Penn State University, Schuylkill Campus, Feeding Program, Penn State Hershey Medical Center, 905 W. Governor Road, Hershey, PA 17033, USA. Electronic address:

Published: October 2016

The purpose of the present study was to provide a revised and more psychometrically-examined version of the Parent Mealtime Action Scale (PMAS-R), then to examine how well the PMAS-R subscales explained variance for four variables relevant in clinical settings. Study participants included 238 parents of children referred to a hospital-based feeding program (72.3% male children; mean age = 72.2 months; 80 with autism spectrum disorder, 77 with other special needs, 81 with no special needs). Parents completed questionnaires to report child demographics and diet habits. Parents also used a five-point rating instead of the original three-point rating to report their usage of the 31 PMAS feeding practices.
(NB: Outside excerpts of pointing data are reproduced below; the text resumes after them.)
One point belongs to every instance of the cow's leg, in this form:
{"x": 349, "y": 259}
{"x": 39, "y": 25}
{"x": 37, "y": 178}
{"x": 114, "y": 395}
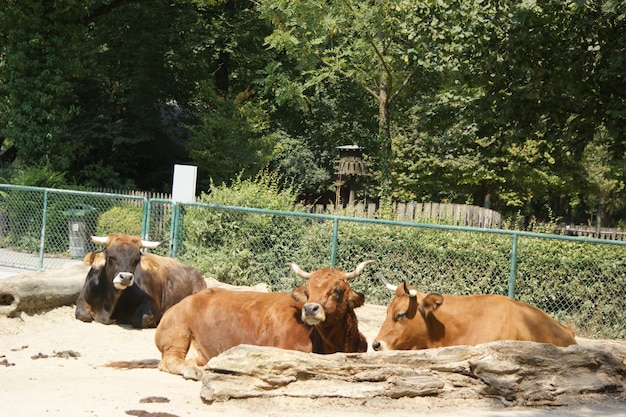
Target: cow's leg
{"x": 174, "y": 342}
{"x": 146, "y": 316}
{"x": 83, "y": 310}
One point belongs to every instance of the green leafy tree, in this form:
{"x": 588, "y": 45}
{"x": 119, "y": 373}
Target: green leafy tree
{"x": 370, "y": 44}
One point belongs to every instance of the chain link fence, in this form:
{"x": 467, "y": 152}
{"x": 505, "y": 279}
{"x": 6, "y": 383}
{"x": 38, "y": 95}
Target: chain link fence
{"x": 579, "y": 281}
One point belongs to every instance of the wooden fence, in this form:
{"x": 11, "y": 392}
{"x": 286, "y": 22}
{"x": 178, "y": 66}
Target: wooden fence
{"x": 439, "y": 213}
{"x": 587, "y": 231}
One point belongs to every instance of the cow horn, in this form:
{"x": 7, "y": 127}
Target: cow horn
{"x": 359, "y": 268}
{"x": 299, "y": 272}
{"x": 101, "y": 240}
{"x": 411, "y": 293}
{"x": 389, "y": 285}
{"x": 151, "y": 244}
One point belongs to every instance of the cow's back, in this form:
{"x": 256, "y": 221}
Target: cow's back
{"x": 471, "y": 320}
{"x": 167, "y": 281}
{"x": 218, "y": 319}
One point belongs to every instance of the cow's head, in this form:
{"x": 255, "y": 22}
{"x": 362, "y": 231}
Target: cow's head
{"x": 327, "y": 293}
{"x": 406, "y": 324}
{"x": 120, "y": 257}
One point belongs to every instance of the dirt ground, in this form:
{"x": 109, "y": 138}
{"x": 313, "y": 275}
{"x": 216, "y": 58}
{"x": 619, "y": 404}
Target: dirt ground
{"x": 54, "y": 365}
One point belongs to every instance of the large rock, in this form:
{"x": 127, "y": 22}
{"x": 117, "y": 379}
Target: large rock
{"x": 37, "y": 290}
{"x": 520, "y": 373}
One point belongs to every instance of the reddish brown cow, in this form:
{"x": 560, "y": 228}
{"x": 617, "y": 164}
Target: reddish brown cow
{"x": 316, "y": 317}
{"x": 416, "y": 320}
{"x": 125, "y": 285}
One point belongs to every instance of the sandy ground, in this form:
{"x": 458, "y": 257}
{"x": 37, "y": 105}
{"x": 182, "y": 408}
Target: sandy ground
{"x": 54, "y": 365}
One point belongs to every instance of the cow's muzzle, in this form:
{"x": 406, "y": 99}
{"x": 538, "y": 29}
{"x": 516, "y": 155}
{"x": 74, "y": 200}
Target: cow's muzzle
{"x": 378, "y": 345}
{"x": 123, "y": 280}
{"x": 313, "y": 313}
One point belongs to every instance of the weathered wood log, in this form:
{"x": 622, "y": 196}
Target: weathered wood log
{"x": 519, "y": 373}
{"x": 39, "y": 290}
{"x": 35, "y": 290}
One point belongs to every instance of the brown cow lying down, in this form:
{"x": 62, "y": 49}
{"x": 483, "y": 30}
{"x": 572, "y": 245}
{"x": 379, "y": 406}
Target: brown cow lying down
{"x": 125, "y": 285}
{"x": 316, "y": 317}
{"x": 416, "y": 320}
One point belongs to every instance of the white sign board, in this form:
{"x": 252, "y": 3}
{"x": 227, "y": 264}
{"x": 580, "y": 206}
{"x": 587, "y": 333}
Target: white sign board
{"x": 184, "y": 186}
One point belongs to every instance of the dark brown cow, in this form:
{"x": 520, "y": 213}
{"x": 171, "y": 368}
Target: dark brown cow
{"x": 416, "y": 320}
{"x": 125, "y": 285}
{"x": 316, "y": 317}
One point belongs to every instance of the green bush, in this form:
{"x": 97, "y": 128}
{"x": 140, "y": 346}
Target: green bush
{"x": 121, "y": 219}
{"x": 240, "y": 247}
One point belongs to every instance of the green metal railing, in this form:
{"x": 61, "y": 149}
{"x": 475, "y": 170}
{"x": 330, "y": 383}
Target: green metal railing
{"x": 579, "y": 281}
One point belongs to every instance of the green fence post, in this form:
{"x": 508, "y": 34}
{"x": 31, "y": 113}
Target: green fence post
{"x": 174, "y": 229}
{"x": 513, "y": 267}
{"x": 333, "y": 249}
{"x": 42, "y": 237}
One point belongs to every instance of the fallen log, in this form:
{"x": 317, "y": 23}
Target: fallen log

Using five-point ratings, the nine subscales of the PMAS-R demonstrated improved internal reliability and test-retest reliability compared to those published for the original PMAS. ANCOVA indicated that special needs status was the child demographic variable most associated with PMAS-R feeding practices. Hierarchical multiple regression revealed that after controlling for child demographics, the nine PMAS-R subscales explained 26-49% of the variance for four variables of clinical interest (fruit and vegetable consumption, snack consumption, total food variety, and weight status). These variables of clinical interest were most often associated with "permissive" feeding practices including low Daily Fruit and Vegetable (FV) Availability, rarely using Insistence on Eating during meals, often using Many Food Choices, and often using Child-Selected Meals. The present study provides a more psychometrically-sound measure of child feeding practices, documents the association between "permissive feeding" and variables of clinical interest, and identifies specific parent practices included in "permissive feeding".